Distal biceps tendon ruptures are uncommon injuries. They may occur in older, more sedentary patients. They can occur in younger athletes, but it requires a tremendous force to cause the injury. Typically the injury involves some sort of load on the elbow, where the elbow is suddenly straightened while it is in a bent position. Examples of this mechanism include football players trying to make a tackle and having their elbow suddenly straightened against force trying to bend it or weightlifters tearing it while trying to do a biceps curl. The athlete will usually notice a popping or tearing sensation and immediate pain. Within several minutes to hours, the arm will show bruising in the elbow and upper arm. A physician who examines the patient will usually be able to make the diagnosis simply by physical exam. The patient will have weakness trying to flex the elbow against resistance or supinating the forearm. Usually the biceps muscle at the arm will appear even more prominent than normal.

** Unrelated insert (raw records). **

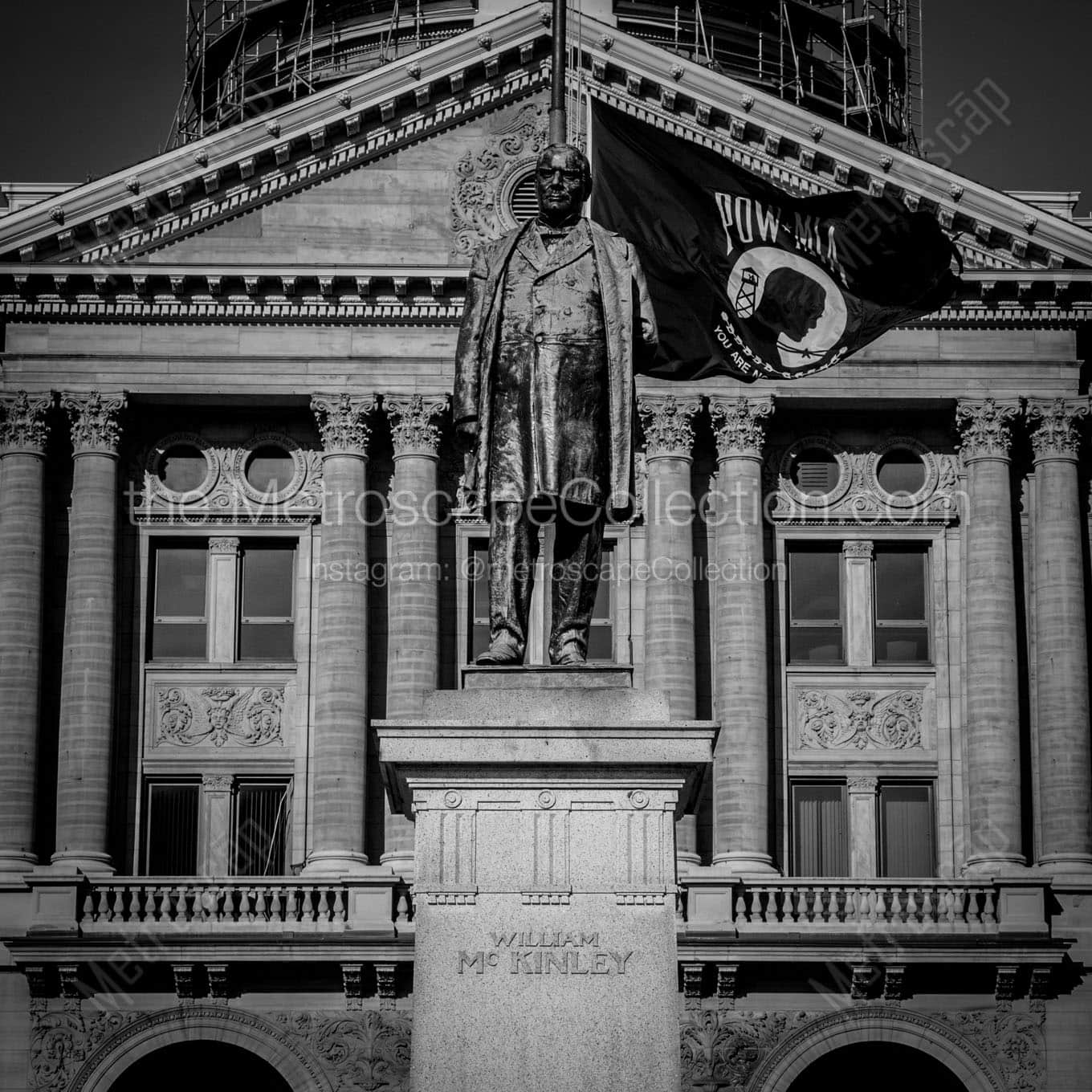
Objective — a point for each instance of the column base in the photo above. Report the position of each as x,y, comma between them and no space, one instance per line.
686,862
336,863
402,863
1066,864
15,864
744,863
995,864
90,864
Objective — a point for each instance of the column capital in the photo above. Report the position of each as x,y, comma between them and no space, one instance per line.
667,427
740,425
341,423
984,425
866,785
1056,436
94,415
412,428
23,423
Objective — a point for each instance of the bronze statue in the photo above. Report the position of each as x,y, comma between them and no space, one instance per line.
544,393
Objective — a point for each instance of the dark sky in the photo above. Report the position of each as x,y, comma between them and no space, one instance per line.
90,87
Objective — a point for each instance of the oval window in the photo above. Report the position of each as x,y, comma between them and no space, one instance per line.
182,467
901,471
816,472
270,469
524,200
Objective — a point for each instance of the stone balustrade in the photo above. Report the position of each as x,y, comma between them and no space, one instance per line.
185,906
927,907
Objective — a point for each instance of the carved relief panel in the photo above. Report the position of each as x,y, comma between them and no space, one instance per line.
190,715
886,719
543,843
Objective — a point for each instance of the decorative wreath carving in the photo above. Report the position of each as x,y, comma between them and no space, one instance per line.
484,179
154,461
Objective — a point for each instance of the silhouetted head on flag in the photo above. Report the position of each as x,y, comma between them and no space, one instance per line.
792,304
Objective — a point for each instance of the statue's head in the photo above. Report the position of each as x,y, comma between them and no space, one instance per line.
564,182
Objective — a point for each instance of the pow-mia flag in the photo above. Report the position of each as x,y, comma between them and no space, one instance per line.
748,279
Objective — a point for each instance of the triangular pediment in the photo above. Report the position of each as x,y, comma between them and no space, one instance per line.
153,214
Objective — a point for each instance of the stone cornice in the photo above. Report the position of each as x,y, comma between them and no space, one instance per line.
296,145
23,426
1056,434
667,430
739,425
96,427
984,427
332,294
291,148
412,428
342,425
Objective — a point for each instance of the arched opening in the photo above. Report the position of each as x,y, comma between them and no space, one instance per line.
181,1067
898,1068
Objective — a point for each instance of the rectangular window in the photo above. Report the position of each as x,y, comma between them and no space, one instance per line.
170,843
815,604
601,633
907,831
267,585
261,824
901,597
821,829
479,579
179,613
601,636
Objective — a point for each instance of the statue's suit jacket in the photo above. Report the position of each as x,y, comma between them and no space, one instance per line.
630,329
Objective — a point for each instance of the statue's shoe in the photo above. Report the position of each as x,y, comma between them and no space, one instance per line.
569,657
503,650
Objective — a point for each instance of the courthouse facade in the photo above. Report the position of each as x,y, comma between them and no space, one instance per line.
878,588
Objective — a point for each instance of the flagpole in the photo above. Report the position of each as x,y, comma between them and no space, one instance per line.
557,121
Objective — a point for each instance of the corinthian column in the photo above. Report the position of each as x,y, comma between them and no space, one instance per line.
22,455
341,677
1061,665
992,707
414,585
740,673
87,707
669,605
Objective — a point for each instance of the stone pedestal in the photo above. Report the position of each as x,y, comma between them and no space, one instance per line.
545,805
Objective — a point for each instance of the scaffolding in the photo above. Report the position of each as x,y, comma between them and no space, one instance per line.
243,57
858,61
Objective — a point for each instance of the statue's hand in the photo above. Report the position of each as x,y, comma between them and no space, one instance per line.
467,434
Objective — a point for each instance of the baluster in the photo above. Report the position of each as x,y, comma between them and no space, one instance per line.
931,909
989,907
850,911
812,910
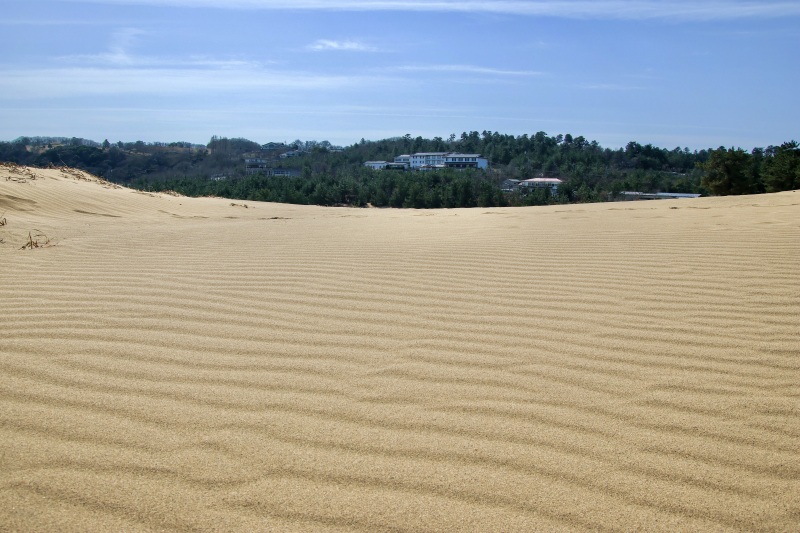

This is called a Popeye deformity. It occurs when the tendon has pulled off the bone in the forearm, allowing the muscle to gradually migrate more towards the shoulder and causing a more prominent muscle.
In older, less active patients, distal biceps tendon ruptures can be treated nonoperatively. The Popeye deformity usually persists, but this is usually only a cosmetic deformity and not a source of persistent complaints. The patient will notice some weakness with activities. In my experience, the loss of supination causes more problems than does the loss of flexion strength. Patients notice loss of supination strength turning doorknobs, operating tools and machinery, etc.
In high-level athletes, this injury is almost always treated with surgery. Usually surgery is done in the first week to 10 days to prevent any retraction of the tendon further into the upper arm. Surgery involves making an incision across the front of the elbow and repairing the tendon back down to bone. There are many ways to repair the tendon, including using stitches and anchors that are seated in the bone or drilling a tunnel that anchors the tendon deep within the bone. Regardless of which technique is chosen, recovery from the surgery takes many months. The surgeon has to protect the repair and get it to heal in that position. In order to get the tendon heal properly, motion is restricted initially and only slowly progressed over the first 4 to 6 weeks. Once full motion of the elbow is restored, strengthening is started. The overall process of recovery for normal activities, much less return to sports, is many months. Success rates from the operation are very good, but again, the process can take a very long amount of time.